O conforto me veio também ao resgatar os momentos em que conversei assuntos triviais com a Isabelle, Levi e Mikael e rimos.
Eu queria viver nas minhas lembranças. Escapar do meu tormento e reviver aqueles momentos em que fui, verdadeiramente, feliz.
Porém, a realidade me puxou, para o presente, sem piedade alguma e me vi ali, sujo de sangue, com uma lâmina ensopada do líquido rubro e minha versão mais jovem morta, caída no chão.
Era impossível esboçar uma reação àquela cena dantesca. Eu apenas saí andando, lentamente, até o lugar que estava antes.
Como era possível continuar?
Redimi meus pecados, salvei vidas e aniquilei, sem hesitação, a possibilidade de voltar atrás.
Fiz o que era certo, mas sujei as mãos com o meu próprio sangue. Por mais que eu fosse digno, por que eu me sentia como um pedaço de merda?
Dei-me conta que não existia conforto para mim, todas as decisões me trariam dor. Entretanto, algumas poderiam me causar orgulho também.
Minhas pernas não se firmaram no chão, a cada passo, os meus joelhos quase cediam e ameaçavam me derrubar.
Os movimentos eram lentos e penosos, tal como os caminhos de minhas escolhas. Porém, com resignação, andei devagar, sem cair.
E cambaleei até onde Mikael, Isabelle e Levi estavam. Ouvi suas vozes alteradas ao me verem sujo de sangue. O Mikael ficou de pé, veio até mim e tirou o canivete, ensanguentado, da minha mão.

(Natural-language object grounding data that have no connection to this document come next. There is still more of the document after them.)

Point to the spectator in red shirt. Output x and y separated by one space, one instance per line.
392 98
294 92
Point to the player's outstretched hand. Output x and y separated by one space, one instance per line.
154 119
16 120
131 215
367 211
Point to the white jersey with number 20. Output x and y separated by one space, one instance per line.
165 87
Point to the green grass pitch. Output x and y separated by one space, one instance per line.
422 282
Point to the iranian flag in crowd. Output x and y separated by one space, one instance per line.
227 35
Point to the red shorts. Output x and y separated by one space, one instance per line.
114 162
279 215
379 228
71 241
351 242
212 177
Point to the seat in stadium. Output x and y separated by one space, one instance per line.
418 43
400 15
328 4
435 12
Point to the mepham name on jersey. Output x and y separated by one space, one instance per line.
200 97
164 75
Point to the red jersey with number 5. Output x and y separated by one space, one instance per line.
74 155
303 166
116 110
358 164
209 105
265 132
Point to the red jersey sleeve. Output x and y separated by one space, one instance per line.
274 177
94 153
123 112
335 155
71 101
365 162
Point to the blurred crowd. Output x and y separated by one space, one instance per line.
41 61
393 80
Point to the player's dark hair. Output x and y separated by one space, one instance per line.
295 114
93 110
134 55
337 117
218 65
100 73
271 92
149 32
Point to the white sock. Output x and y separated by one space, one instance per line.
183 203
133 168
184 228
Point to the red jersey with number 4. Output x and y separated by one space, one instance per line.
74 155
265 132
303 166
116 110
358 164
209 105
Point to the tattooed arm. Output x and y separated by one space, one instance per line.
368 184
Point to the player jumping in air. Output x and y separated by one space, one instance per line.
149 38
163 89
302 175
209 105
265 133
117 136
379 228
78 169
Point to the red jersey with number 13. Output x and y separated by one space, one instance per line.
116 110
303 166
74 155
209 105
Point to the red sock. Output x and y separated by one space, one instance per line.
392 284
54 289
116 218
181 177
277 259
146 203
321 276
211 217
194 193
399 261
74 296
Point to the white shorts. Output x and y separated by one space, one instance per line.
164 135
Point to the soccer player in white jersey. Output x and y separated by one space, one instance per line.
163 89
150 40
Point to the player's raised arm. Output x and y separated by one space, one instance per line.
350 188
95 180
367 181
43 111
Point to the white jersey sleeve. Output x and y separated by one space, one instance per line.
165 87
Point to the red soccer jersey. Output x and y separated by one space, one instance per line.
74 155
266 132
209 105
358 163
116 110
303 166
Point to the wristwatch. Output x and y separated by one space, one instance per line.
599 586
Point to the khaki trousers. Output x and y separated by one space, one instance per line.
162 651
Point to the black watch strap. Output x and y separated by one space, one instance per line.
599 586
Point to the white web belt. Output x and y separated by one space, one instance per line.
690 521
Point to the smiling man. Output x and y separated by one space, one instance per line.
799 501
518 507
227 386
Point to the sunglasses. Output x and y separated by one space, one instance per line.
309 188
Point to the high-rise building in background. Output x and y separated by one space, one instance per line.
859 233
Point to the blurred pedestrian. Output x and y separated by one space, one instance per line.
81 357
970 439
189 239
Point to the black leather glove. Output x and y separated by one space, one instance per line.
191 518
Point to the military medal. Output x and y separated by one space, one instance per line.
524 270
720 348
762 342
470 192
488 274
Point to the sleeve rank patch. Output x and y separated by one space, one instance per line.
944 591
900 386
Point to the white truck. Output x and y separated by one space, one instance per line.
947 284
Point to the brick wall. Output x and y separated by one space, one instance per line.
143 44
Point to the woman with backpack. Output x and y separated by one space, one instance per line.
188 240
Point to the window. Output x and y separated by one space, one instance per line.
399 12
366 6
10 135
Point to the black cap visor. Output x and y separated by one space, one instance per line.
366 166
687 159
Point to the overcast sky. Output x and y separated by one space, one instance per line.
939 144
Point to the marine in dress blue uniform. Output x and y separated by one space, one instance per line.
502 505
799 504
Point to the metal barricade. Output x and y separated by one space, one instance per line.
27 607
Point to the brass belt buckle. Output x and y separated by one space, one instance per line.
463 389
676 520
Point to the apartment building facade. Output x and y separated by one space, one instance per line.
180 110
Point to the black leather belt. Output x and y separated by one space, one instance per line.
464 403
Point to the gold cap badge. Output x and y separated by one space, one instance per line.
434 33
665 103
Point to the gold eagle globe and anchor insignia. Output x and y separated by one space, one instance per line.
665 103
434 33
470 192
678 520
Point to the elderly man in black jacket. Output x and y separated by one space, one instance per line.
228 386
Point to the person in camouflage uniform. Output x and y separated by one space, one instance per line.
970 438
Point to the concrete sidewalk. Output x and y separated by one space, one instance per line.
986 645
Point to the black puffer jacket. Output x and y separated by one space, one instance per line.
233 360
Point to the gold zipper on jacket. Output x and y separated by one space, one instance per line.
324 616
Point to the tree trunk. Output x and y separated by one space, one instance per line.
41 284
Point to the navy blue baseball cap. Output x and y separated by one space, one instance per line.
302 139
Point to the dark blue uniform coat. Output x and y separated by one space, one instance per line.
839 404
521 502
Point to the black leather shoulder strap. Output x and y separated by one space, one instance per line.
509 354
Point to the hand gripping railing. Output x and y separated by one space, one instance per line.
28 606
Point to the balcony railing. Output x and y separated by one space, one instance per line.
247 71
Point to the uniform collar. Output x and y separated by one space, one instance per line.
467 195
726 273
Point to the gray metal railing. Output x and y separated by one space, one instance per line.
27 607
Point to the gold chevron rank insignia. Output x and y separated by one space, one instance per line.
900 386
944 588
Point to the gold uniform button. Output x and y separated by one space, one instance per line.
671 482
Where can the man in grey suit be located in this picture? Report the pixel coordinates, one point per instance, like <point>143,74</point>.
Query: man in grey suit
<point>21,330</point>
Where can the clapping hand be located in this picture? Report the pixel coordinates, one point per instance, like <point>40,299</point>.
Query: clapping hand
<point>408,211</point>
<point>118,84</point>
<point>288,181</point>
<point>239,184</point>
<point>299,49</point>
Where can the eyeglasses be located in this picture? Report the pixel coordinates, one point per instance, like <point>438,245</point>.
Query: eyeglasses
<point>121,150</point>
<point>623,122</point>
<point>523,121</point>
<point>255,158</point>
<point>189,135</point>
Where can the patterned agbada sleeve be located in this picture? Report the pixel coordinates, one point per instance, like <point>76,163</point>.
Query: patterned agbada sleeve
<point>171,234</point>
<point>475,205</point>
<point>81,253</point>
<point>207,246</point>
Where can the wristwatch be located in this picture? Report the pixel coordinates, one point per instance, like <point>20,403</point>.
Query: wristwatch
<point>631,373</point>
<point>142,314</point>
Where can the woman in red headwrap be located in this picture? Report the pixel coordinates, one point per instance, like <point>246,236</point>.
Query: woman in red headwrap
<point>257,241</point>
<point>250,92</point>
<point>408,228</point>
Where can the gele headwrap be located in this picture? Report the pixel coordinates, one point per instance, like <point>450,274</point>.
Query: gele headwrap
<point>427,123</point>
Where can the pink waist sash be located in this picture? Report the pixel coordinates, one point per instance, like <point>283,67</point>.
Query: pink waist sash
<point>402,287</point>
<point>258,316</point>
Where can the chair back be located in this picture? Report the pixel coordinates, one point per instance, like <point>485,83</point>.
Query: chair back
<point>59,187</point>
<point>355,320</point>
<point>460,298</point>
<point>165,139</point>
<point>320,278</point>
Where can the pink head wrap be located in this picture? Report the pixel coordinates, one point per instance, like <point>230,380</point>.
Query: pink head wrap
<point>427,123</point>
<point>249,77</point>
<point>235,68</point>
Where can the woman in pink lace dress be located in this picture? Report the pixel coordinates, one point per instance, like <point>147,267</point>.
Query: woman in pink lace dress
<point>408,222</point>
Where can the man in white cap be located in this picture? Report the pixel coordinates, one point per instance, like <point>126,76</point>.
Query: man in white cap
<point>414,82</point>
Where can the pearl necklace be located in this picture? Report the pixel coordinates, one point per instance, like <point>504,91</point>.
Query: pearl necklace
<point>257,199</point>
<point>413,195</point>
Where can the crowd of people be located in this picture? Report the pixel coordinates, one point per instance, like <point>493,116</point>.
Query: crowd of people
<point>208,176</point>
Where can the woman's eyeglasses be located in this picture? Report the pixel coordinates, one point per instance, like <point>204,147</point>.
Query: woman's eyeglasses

Ele falou algo, mas sua voz estava distante. Nada disso importou quando senti seu braço me puxar contra o seu corpo, mas não consegui reagir ao abraço.
O verde, que cintilava do céu, desapareceu. A neblina cinzenta e o barulho doloroso também se foram e nos encontramos em uma rua escura, deserta e sem iluminação.
Uma decisão sem volta foi tomada. A partir daquele ponto, minha vida se tornaria uma contagem regressiva para o fim.
Me permiti fechar os olhos, contra o corpo do Mikael, e relaxar os meus músculos. Não havia mais nada para resolver, nada para descobrir...
Eu tinha tempo curto, o calendário marcava o meu fim, pois, em poucos meses, eu iria morrer.